Der Pincio ist die Krone der täglichen Korsofahrt, und dieser tägliche Korso bildet ja den Lebenszweck aller römischen Damen, die zur Gesellschaft gehören. Den halben Tag bleibt die feine Römerin im Negligé daheim, bis es Zeit ist, Korsotoilette zu machen; dann besteigt sie mit dem Gatten die Carozza, und nachdem sie in mehrfacher Hin- und Herfahrt auf der Via del Corso den täglichen Appell über die übrigen Mitglieder der „Gesellschaft“ abgehalten hat, geht es nach einem kurzen Abstecher nach der Villa Borghese zur Rast auf den Pincio, der so zum Stelldichein alles dessen geworden ist, was sonst die Politik grausam trennt. Neben der „schwarzen“ ist auch die „weiße“ Aristokratie vertreten, ja auch die Königin kommt oft in ihrem mit den Lakaien in roter Livree besetzten Hofwagen, ebenso die Prinzen, falls sie in Rom sind, während der König, der lieber vors Thor fährt, seltener erscheint. Die glänzendsten Namen der römischen Geschichte des Mittelalters sieht man vertreten, in reichen Toiletten erscheinen die Damen der Häuser Aldobrandini, Colonna, Borghese, Odescalchi, Doria, Chigi etc. Zu ihnen gesellen sich die Damen des diplomatischen Korps. Kaum halten die Wagen, so eilen die Herren, um im Zickzackgang Besuche abzustatten, von Equipage zu Equipage. Recht formgewandt huldigt man in Rom den Damen, denn die Römerin, die sehr auf guten Anzug, auch bei den Herren, hält, sieht auch sehr auf feine Sprache.
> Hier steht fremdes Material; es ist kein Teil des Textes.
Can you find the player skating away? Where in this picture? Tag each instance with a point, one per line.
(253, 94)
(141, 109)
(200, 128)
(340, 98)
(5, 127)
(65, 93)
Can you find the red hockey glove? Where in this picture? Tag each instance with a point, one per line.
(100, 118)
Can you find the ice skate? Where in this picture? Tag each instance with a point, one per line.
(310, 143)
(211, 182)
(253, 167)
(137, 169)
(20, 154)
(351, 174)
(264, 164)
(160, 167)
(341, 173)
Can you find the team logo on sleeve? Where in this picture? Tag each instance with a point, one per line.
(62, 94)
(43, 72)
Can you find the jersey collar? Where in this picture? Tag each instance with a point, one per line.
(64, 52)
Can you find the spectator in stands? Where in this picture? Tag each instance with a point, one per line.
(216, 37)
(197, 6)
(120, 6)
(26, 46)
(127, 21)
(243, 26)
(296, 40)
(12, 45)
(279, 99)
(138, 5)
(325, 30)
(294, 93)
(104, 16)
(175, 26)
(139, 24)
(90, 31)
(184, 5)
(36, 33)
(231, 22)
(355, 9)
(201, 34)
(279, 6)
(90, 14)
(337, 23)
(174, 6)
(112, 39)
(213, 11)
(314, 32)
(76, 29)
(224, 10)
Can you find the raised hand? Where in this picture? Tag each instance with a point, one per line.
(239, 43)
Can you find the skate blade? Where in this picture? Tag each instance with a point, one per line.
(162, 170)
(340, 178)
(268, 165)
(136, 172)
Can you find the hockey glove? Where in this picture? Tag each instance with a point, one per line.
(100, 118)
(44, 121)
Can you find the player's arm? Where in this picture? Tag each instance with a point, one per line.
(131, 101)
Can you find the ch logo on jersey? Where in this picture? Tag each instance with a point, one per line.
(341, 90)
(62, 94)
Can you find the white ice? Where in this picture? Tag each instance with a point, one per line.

Plötzlich stockt die Unterhaltung. Ein Galawagen zieht auf, besetzt von Lakaien in Kniehosen und rotem Frack. Würdevoll, ernst thut Principe di Massimi seine tägliche Pflichtfahrt. Da er von Fabius Maximus Cunctator abstammt, rangiert er unter den souveränen Familien, folglich fährt er auch mit souveränem Pomp.

Wir retten uns aus dem Gedränge in die hinteren Alleen, welche schöne Ausblicke auf den borghesischen Park und die nördlichen Hügel bieten. Viele glückliche Menschen wandeln still zu Zweien, einsame Damen schmachten auf umschatteten Bänken à la Duse – „duseggiare“ nennt der Römer ihr kokettes Thun, nach der berühmten Schauspielerin – vom Kindertummelplatz mischt sich Jubelgeschrei in die Klänge des Orchesters.

Der Abend sinkt. Wir treten zur Terrasse zurück. Der westliche Himmel flammt auf. Die Peterskirche ist auf Goldgrund gemalt. Die Konturen der Stadt verschwinden, die Hunderte von Türmen und Kuppeln versinken im violetten Duftmeer und gespenstisch wächst Michelangelos Riesenschöpfung, die Kuppel des Petersdoms, in die Höhe. Der Pincio leert sich, nur manch ein empfindsamer deutscher Rompilger, der an die Abfahrt denken muß, weilt noch seufzend an der Balustrade, festgebannt von dem Goldmeer, in dem der Vatikan schwimmt. Wie gerne möchte er dem davoneilenden Sonnenwagen in die Speichen fallen. Doch die Nacht bricht ein – und nachts wird der Pincio geschlossen.